SKX (my opinion here) was also affected by the memory of their tone-up debacle in the past. People may also think of Skechers as a fashion item and therefore one that may go out of style, which means that they don’t know anything about the company. What sells Skecher shoes is not fashion, it’s comfort. But especially, I like a suggestion that Neil made, that someone must have not updated their computer for the 3:1 stock split which immediately preceded the earnings announcement, and the computer thought that earnings were only a third of what they were and sent out wild sell signals. (That’s the only rational explanation for a 30% drop in price in response to all-time record revenue, up 27% year over year, earnings up 30%, etc - a 10% drop, okay, but a 30% drop in a stock which was only at a PE of 30 or so? A computer not being updated, while an off-the-wall explanation, makes more sense in trying to explain something which seems entirely irrational).
SWKS - As one of the analysts wrote: “People just don’t get this company yet. They still think of SWKS as an ‘Apple supplier’ who may lose their business overnight”. At their high of $112 they were only at a PE of about 23. Their PE is now 17 and their trailing rate of growth is over 70%.
AMBA has fallen because of worries that they are too dependent on GoPro and that GoPro will flare out (last quarter GoPro’s revenues were up 70%, so not quite flaring out. We’ll see). Another possibly valid worry is that good-enough-and-cheaper chips will cut their margins.
BOFI fell for it’s own reasons that have been well discussed.
INFN fell because (like SWKS) it’s lumped in with others in its group, and when others go down (even if it’s because INFN is taking their market share), it’s a signal to sell INFN too. For a comical example of this, the other day an analyst sent out a report about a competitor of SEDG, saying that SEDG was clobbering it, and saying that the competitor was a sell. The competitor sold off 15%, and SEDG sold down a few percent in sympathy, because some people saw the competitor selling off and figured there must be some problem with the sector.
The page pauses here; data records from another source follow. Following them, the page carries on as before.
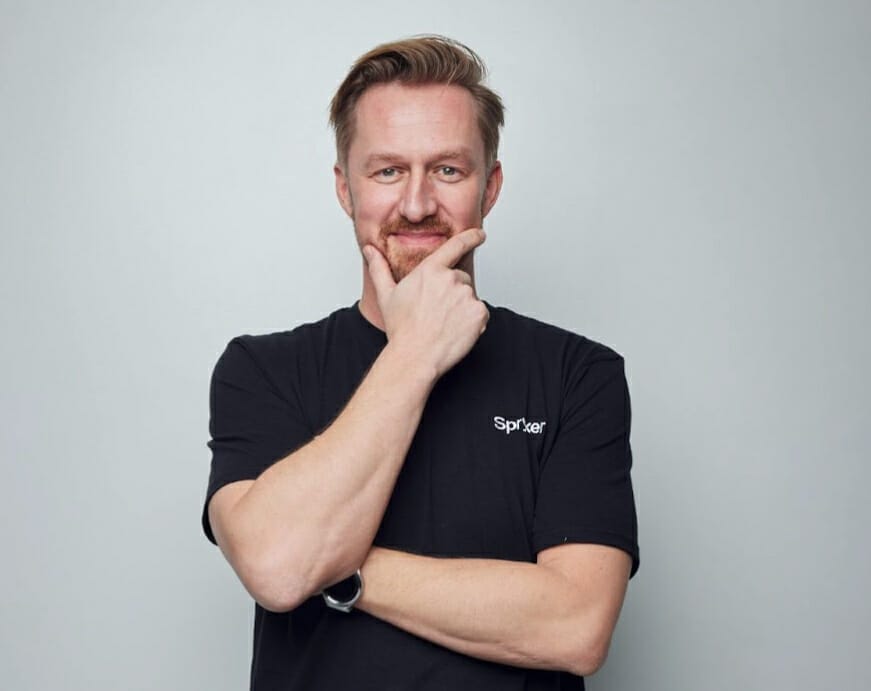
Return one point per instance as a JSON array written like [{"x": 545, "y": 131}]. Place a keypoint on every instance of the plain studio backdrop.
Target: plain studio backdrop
[{"x": 687, "y": 182}]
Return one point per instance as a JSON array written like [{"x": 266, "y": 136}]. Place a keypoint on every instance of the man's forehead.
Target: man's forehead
[{"x": 392, "y": 117}]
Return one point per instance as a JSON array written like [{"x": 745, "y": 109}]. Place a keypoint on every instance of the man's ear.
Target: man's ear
[
  {"x": 343, "y": 190},
  {"x": 492, "y": 188}
]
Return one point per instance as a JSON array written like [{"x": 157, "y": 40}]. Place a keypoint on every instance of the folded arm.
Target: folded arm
[
  {"x": 310, "y": 518},
  {"x": 558, "y": 613}
]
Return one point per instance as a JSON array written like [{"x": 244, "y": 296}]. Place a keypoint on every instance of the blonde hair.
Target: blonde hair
[{"x": 419, "y": 60}]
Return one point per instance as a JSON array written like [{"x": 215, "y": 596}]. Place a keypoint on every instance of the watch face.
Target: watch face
[{"x": 345, "y": 590}]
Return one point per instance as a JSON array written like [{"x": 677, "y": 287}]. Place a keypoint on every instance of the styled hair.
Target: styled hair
[{"x": 420, "y": 60}]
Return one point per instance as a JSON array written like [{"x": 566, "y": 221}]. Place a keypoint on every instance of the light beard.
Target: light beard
[{"x": 403, "y": 260}]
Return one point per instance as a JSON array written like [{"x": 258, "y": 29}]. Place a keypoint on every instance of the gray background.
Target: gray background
[{"x": 685, "y": 181}]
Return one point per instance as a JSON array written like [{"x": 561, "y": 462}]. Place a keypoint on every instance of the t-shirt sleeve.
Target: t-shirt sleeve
[
  {"x": 585, "y": 489},
  {"x": 252, "y": 423}
]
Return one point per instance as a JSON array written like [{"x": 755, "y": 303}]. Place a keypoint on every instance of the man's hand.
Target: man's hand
[{"x": 433, "y": 312}]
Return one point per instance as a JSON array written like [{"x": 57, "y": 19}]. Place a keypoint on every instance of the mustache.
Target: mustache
[{"x": 430, "y": 224}]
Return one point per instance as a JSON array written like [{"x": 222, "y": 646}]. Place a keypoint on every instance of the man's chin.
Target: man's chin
[{"x": 405, "y": 261}]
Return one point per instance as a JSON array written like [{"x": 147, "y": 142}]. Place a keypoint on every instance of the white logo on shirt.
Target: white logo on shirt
[{"x": 518, "y": 425}]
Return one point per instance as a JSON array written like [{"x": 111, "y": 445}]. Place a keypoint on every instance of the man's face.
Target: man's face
[{"x": 415, "y": 172}]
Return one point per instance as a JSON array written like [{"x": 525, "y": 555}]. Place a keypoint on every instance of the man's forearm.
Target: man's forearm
[
  {"x": 309, "y": 519},
  {"x": 516, "y": 613}
]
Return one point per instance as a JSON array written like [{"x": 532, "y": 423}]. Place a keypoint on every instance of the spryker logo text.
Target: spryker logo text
[{"x": 518, "y": 425}]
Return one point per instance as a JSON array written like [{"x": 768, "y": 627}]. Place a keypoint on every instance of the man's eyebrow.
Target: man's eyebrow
[{"x": 462, "y": 154}]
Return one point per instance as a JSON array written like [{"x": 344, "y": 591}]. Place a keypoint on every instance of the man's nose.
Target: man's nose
[{"x": 418, "y": 198}]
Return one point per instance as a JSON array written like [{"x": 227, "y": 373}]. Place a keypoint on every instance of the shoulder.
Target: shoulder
[
  {"x": 281, "y": 344},
  {"x": 548, "y": 341},
  {"x": 282, "y": 353}
]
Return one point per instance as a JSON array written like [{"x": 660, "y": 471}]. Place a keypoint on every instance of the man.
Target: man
[{"x": 423, "y": 491}]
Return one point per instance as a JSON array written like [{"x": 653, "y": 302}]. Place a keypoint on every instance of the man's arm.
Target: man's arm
[
  {"x": 558, "y": 613},
  {"x": 310, "y": 518}
]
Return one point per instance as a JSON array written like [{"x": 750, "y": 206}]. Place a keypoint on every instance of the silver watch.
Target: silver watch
[{"x": 339, "y": 596}]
I believe that a lot of the big mutual funds, ETFs, and hedge funds, are managing so much money that they have to follow enormous numbers of individual stocks, and that the companies become just stock symbols to them (“Oh, yes, this one, this one, and this one, are in that sector, and those five are in this other sector, etc”). They can’t possibly read all the reports, listen to all the conference calls, and have the information and understanding about the individual companies that we do. That doesn’t mean we’ll always be right, but we do have a big advantage in terms of seeing the company as an individual and not just a stock symbol in a sector.